There’s a sad irony to the fact that Philip K. Dick died impoverished, only months before the release of Blade Runner, which would make Dick one of the most popular and influential sci-fi writers of all time. Hollywood has capitalized on his work, from everything from Blade Runner to Total Recall, A Scanner Darkly, Minority Report Next, The Adjustment Bureau and even Paycheck. But even more important in the film world has been his influence: Some of the best movies of the last 25 years owe a huge debt to the works of Philip K. Dick, even if they didn’t adapt directly.
Indeed, the themes of Dick have been pervasive, from his tales of alternate realities to the idea of reality as an illusion to the implanted memories and commodified identities, and questions about what is human and what is real? Dick’s evil negative trinity of alienation, blurred reality, and despair has worked its way into many of he best sci-fi films of our age. Best still is that, in most of them, my favorite of Dick’s other major themes lives on in these futuristic societies: Kindness is our only hope.
Here are the 10 Best Philip K. Dick Movies that Aren’t Actually Philip K. Dick Movies.
1. Eternal Sunshine of the Spotless Mind: A couple undergo a procedure to erase each other from their memories when their relationship turns sour, but it is only through the process of loss that they discover what they had to begin with.
2. Memento: A man, suffering from short-term memory loss, uses notes and tattoos to hunt for the man he thinks killed his wife.
3. The Matrix: A computer hacker learns from mysterious rebels about the true nature of his reality and his role in the war against its controllers.

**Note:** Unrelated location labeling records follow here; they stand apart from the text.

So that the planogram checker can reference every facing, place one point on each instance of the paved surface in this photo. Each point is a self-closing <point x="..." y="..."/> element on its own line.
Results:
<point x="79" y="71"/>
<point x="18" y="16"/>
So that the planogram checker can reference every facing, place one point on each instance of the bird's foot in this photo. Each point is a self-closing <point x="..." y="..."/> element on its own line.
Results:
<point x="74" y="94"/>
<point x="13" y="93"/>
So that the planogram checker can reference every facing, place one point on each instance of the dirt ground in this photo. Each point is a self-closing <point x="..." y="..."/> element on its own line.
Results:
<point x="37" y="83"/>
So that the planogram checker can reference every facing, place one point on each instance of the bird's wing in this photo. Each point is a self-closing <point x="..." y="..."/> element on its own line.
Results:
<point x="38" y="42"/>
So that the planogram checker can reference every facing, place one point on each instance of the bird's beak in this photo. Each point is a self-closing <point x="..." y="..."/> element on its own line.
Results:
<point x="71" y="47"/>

4. The Truman Show: An insurance salesman/adjuster discovers his entire life is actually a TV show.
5. Inception: In a world where technology exists to enter the human mind through dream invasion, a highly skilled thief is given a final chance at redemption which involves executing his toughest job to date: Inception.
6. Dark City: A man struggles with memories of his past, including a wife he cannot remember, in a nightmarish world with no sun and run by beings with telekinetic powers who seek the souls of humans.
7. Donnie Darko: A troubled teenager is plagued by visions of a large bunny rabbit that manipulates him to commit a series of crimes, after narrowly escaping a bizarre accident.
8. Gattaca: A genetically inferior man assumes the identity of a superior one in order to pursue his lifelong dream of space travel.
9. Being John Malkovich: A puppeteer discovers a portal that leads literally into the head of the movie star, John Malkovich.
10. Nightmare on Elm Street: In the dreams of his victims, a spectral child murderer stalks the children of the members of the lynch mob that killed him.
Honorable Mentions: Vanilla Sky/Abre Los Ojos, eXistenZ, 12 Monkeys, Adaptation, Mulholland Drive, Pi and TiMer. Dishonorable Mentions: The Island.